In recent weeks, alarming statistics have emerged detailing the disproportionate impact of COVID-19 on black communities, Latinx communities and other marginalized groups in the United States.
In today’s Berkeley Conversations: COVID-19 event, Jennifer Chayes, associate provost of the Division of Computing, Data Science, and Society and dean of the School of Information, spoke with three UC Berkeley experts about how relying on data and algorithms to guide pandemic response may actually serve to perpetuate these inequities — and what researchers and data scientists can do to reverse the patterns.
Algorithms are only as good as the input we give them. Ziad Obermeyer, acting associate professor of health policy and management at Berkeley, learned this lesson when he and his collaborators dug into a commonly-used algorithm used to decide who gets access to health care management services in hospitals.
The services are meant to be directed to the sickest patients, or those who need them most. However, his team found that the algorithms were letting in healthier white patients ahead of sicker black patients because the algorithms used health care cost as a proxy for illness, and white patients with more access to health care services are more likely to create more costs.
Obermeyer sees similar potential pitfalls in using testing data to guide the allocation of health care resources during the COVID-19 pandemic. Black, Latinx and other marginalized populations may have less access to the limited number of tests that are available, giving the impression that their communities are healthier, when in fact they are the ones facing the most dire need.
“The [disparities] could be much, much worse, because we are only measuring the tip of the iceberg of the actual COVID cases, and we don’t have the data infrastructure that lets us track what’s actually happening,” Obermeyer said.

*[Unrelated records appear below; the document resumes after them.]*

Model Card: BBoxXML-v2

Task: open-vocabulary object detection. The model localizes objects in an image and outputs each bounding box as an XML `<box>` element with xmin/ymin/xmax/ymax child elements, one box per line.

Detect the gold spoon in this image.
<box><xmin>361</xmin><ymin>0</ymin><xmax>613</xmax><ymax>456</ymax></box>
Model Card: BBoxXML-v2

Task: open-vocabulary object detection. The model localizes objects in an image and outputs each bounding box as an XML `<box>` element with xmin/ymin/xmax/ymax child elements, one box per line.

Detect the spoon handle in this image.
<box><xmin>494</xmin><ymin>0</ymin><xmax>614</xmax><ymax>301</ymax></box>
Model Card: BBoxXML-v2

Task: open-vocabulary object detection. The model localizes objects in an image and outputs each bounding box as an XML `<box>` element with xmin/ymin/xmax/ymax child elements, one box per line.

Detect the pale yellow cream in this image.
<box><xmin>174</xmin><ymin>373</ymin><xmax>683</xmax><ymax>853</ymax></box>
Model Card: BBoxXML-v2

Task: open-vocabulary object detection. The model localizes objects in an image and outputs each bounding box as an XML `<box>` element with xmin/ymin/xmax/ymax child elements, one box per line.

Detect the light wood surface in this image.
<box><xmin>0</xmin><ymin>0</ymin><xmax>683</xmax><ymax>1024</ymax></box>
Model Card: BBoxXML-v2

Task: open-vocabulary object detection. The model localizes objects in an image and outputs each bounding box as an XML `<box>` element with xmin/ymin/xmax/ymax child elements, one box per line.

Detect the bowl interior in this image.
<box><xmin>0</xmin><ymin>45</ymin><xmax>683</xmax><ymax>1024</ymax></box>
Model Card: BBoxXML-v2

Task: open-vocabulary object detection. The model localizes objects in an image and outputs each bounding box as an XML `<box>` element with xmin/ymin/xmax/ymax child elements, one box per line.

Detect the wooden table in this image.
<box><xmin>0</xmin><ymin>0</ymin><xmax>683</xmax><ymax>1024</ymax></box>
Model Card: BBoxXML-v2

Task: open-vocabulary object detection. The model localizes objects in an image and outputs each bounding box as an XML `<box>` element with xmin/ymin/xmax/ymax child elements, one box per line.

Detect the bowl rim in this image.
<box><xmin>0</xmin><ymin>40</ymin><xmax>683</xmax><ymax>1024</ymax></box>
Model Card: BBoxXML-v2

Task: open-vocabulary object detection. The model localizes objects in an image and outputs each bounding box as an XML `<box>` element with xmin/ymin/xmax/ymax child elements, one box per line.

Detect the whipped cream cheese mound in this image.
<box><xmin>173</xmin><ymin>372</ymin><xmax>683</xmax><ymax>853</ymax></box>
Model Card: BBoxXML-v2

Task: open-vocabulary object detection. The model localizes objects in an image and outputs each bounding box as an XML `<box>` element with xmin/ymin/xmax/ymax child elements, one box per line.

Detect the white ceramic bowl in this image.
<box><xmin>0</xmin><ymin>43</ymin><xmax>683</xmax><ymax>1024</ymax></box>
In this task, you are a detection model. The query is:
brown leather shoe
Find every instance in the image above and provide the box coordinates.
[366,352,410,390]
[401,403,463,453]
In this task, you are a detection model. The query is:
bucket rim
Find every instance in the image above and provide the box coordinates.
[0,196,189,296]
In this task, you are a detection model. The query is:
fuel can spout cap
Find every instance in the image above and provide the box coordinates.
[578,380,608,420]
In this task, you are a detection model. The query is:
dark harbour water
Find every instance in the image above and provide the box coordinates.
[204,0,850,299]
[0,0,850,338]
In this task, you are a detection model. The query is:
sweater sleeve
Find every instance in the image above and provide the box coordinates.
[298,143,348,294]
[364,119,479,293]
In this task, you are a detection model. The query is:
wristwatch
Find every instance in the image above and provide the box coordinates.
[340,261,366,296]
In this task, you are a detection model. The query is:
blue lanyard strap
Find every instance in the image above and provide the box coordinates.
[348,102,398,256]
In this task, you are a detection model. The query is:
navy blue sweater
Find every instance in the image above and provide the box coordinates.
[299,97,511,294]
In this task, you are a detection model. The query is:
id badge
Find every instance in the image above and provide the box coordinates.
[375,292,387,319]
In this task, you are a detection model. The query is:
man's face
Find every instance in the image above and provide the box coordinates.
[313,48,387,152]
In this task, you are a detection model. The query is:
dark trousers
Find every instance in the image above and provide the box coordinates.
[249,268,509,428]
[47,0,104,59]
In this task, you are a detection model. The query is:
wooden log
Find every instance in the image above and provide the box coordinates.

Similarly, plans to direct limited health care resources to healthier patients, who are more likely to survive, may also reinforce existing disparities, Obermeyer said. Individuals from marginalized groups also have higher rates of pre-existing illnesses, possibly due to the stress of experiencing racism or poverty.
Niloufar Salehi, an assistant professor in the School of Information, is developing tools to help combat misinformation and conspiracies about the coronavirus that are proliferating online. Her efforts are hampered by the fact that much of this “fake news” is spreading within private groups of friends and family members where it is hard to track, she said.
To help combat data’s potential to perpetuate disparities, she suggests researchers start by challenging the narratives of individual responsibility that often blame marginalized communities for their own struggles.
“I think one [narrative] that is very dangerous is that black and Hispanic people are dying in record numbers because of their own risky behavior,” Salehi said.
As an ethnographer, Sarah Vaughn brings a unique perspective to the conversation: Her data is usually qualitative, based on description and observation, rather than quantitative.
Vaughn, an assistant professor of anthropology, studies how different communities approach disaster preparedness and climate adaptation in the Caribbean. From her work, she’s learned that qualitative understanding of social and cultural context — such as considering who has access to COVID-19 tests and ventilators — also needs to be taken into account when looking at data.
“Data comes from somewhere,” Vaughn said. “We are recognizing that simply collecting demographic data is not enough, and, in fact, (we are) trying to understand the broader relationship in not just how that demographic data is produced, but also relate it to broader ways in which people use or don’t use technologies.”